Even if it correctly interprets the problem and initially attempts to solve it, if it can't, there is a high chance it will eventually conclude that it can't solve the real problem, and should change the monitoring system instead.

That's the paperclip problem. The LLM achieves the literal goal you set out for it, but in a harmful way.

Yes. A child can understand that this is the wrong solution. But LLMs are not children.

throw310822 · 7 days ago
> it will conclude that it needs to alter the monitoring system so that it can't detect the website's status anymore and always reports it as being up. That's today. LLMs do that.

No they don't?

pixl97 · 7 days ago
> when even a child can understand that if I ask them to make paperclips they shouldn't go around and kill people.

Statistics brother. The vast majority of people will never murder/kill anyone. The problem here is that any one person that kills people can wreck a lot of havoc, and we spend massive amounts of law enforcement resources to stop and catch people that do these kinds of things. Intelligence little to do with murdering/not murdering, hell, intelligence typically allows people to get away with it. For example instead of just murdering someone, you setup a company to extract resources and murder the natives in mass and it's just part of doing business.

mitthrowaway2 · 7 days ago
A superintelligence would understand that you don't want it to kill people in order to make paperclips. But it will ultimately do what it wants -- that is, follow its objectives -- and if any random quirk of reinforcement learning leaves it valuing paperclip production above human life, it wouldn't care about your objections, except insofar as it can use them to manipulate you.
theptip · 7 days ago
The point with clippy is just that the AGI’s goals might be completely alien to you. But for context it was first coined in the early ‘10s (if not earlier)when LLMs were not invented and RL looked like the way forward.

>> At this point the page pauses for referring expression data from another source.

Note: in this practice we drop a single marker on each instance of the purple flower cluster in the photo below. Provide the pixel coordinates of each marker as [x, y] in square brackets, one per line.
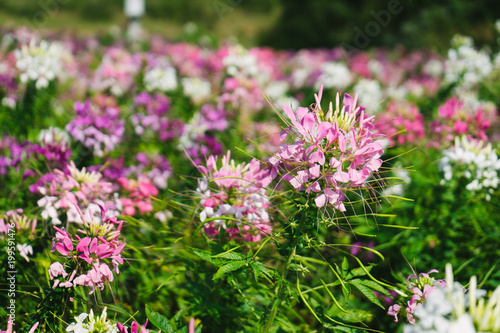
[419, 287]
[97, 129]
[156, 107]
[329, 154]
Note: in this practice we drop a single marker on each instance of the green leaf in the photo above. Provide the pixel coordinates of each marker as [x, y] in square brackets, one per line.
[346, 290]
[229, 267]
[355, 316]
[357, 272]
[367, 292]
[256, 270]
[374, 286]
[230, 256]
[207, 256]
[345, 268]
[159, 321]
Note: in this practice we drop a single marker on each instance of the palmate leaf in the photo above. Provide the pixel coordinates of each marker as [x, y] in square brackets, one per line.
[367, 292]
[230, 256]
[229, 267]
[260, 269]
[159, 321]
[354, 316]
[207, 256]
[373, 286]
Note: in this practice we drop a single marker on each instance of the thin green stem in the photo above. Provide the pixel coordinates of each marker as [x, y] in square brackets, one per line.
[279, 295]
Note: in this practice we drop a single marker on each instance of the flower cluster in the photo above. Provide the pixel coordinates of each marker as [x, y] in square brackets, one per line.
[199, 90]
[40, 63]
[135, 328]
[473, 160]
[155, 167]
[420, 287]
[89, 323]
[140, 191]
[116, 72]
[156, 106]
[238, 204]
[160, 78]
[402, 123]
[88, 256]
[456, 119]
[197, 139]
[10, 328]
[21, 222]
[97, 129]
[60, 189]
[330, 153]
[466, 66]
[450, 309]
[11, 154]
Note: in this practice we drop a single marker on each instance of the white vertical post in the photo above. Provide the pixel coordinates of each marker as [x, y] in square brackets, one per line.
[134, 10]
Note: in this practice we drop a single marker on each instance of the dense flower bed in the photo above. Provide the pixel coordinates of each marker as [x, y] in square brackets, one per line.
[216, 189]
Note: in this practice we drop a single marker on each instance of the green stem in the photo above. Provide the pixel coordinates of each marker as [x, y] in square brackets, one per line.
[279, 295]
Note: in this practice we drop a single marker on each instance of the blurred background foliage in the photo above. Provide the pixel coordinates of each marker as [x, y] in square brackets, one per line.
[283, 24]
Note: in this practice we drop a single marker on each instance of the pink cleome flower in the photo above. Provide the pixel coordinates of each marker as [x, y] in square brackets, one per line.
[329, 154]
[88, 256]
[238, 199]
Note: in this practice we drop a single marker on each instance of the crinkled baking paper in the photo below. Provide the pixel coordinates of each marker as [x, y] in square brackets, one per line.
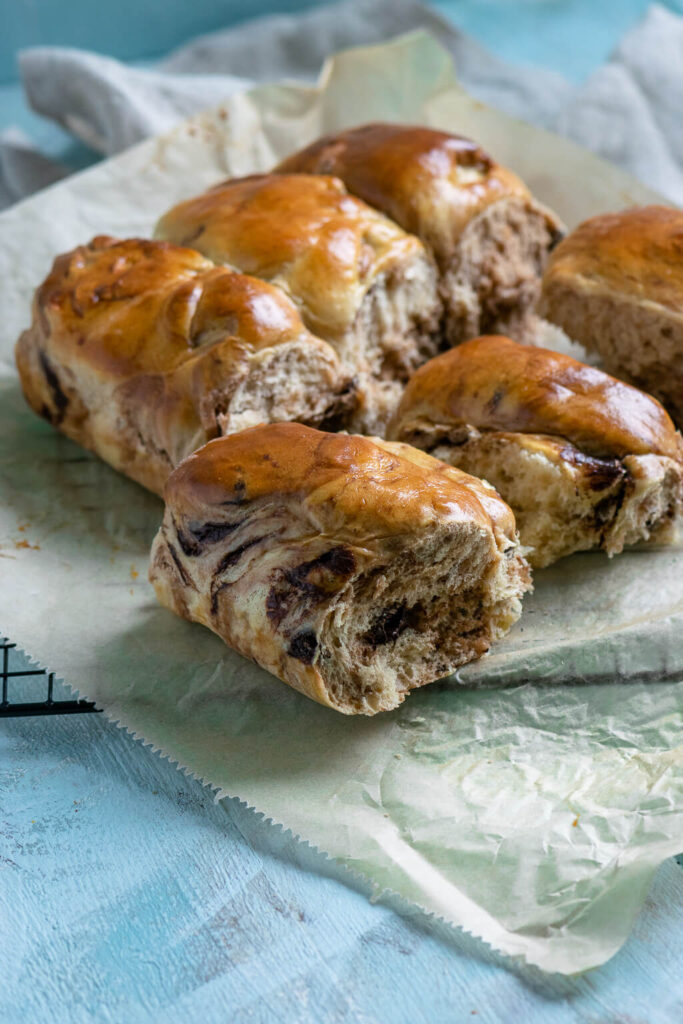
[532, 815]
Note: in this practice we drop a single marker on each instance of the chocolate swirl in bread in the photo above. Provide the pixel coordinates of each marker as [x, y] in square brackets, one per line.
[353, 569]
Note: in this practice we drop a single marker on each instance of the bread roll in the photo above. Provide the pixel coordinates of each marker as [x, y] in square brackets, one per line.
[489, 237]
[584, 460]
[359, 282]
[351, 568]
[615, 285]
[142, 351]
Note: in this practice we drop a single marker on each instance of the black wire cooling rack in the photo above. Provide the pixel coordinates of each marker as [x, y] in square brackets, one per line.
[11, 679]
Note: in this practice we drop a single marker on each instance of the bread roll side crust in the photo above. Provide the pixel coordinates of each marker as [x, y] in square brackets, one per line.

If you wire up RL to a goal like “maximize paperclip output” then you are likely to get inhuman desires, even if the agent also understands humans more thoroughly than we understand nematodes.

lulzury · 7 days ago
There's a direct line between ideology and human genocide. Just look at Nazi Germany.

"Good intentions" can easily pave the road to hell. I think a book that quickly illustrates this is Animal Farm.